The cacophony of the outrage obscured and practically drowned out the announcement of Harvard’s plans to gene edit sperm. Reproductive endocrinologist and scientist Werner Neuhausser, from Harvard’s Stem Cell Institute, announced plans to use CRISPR to genetically edit human sperm. Antonio Regalado of MIT Technology Review described the objective as showing “whether it is possible to create IVF babies with a greatly reduced risk of Alzheimer’s disease later in life.”

This is not Neuhausser’s first foray into gene editing. An earlier MIT Technology Review article in August 2017 described Neuhausser’s ongoing work to edit sperm so that a gene that causes amyotrophic lateral sclerosis (ALS) is eliminated. He seemed to prefer the concept of using induced pluripotent stem (iPS) cells, however:

…Neuhausser says the more precise approach would be to make genetic corrections in iPS cells instead. These cells grow and multiply vigorously in the lab. Once they were edited, then eggs or sperm could be created from them. “You would gain access to the genome; you could change the genome at will. It’s controversial, of course,” he says. “But we should definitely investigate whether it works or not.”
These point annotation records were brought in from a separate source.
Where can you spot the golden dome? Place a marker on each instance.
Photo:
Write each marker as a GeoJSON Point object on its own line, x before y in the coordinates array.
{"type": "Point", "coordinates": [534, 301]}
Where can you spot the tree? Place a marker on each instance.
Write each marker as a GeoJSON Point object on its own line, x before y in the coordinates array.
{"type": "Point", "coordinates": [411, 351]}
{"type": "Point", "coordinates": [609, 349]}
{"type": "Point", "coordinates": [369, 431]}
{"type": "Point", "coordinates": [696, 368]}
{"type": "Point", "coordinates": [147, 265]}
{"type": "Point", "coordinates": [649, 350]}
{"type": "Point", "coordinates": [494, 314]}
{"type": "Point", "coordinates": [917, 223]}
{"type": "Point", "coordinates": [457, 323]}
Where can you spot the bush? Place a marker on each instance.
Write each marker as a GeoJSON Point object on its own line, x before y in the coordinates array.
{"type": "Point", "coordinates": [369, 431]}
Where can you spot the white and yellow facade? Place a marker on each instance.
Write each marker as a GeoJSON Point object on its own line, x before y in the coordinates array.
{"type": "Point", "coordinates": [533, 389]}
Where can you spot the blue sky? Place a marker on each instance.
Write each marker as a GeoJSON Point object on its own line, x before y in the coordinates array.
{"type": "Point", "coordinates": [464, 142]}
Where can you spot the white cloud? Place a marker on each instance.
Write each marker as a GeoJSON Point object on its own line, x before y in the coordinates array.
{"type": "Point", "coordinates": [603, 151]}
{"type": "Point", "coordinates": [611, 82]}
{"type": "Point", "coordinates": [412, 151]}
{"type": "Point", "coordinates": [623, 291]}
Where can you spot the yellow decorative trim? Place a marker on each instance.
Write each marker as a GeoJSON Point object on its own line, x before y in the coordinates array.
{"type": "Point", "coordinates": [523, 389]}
How does one know truly that a gamete “works?” Obviously, that means successful fertilization must occur. Fertilization of an egg by a sperm—whatever their origins—results in an embryo. Embryos have usually one of four dispositions: further research, transfer to a uterus, being frozen for later use or disposal. All of these fates are well known to IVF doctors and stem cell scientists.

George Q. Daley, a stem cell scientist who is now Dean of Harvard Medical School, also spoke at the Second International Summit on Human Genome Editing in Hong Kong in November 2018. Daley, at a question-and-answer session, talked of working toward societal consensus regarding gene editing, and recommended binding regulation only if there were “widespread flouting of…common principles” in gene editing work. Daley thinks “we aspire to universal principles,” but recognizes that he himself is a utilitarian, stating, “In everyday life, especially as a physician, I use sort of utilitarian principles all the time.” According to Antonio Regalado’s reporting, Daley asserted that Dr. He had simply taken “a wrong turn on the right path.” Thus, the protest to Dr. He does not seem to stem from underlying disagreement with the genetic modification of human beings. It appears more to be a disagreement of timing or details of methodology. What should we make of the “international outcry?” The scientist doth protest too much, methinks.

D. Joy Riley MD, MA (Ethics)

About D. Joy Riley MD, MA (Ethics)

Executive Director of the Tennessee Center for Bioethics & Culture.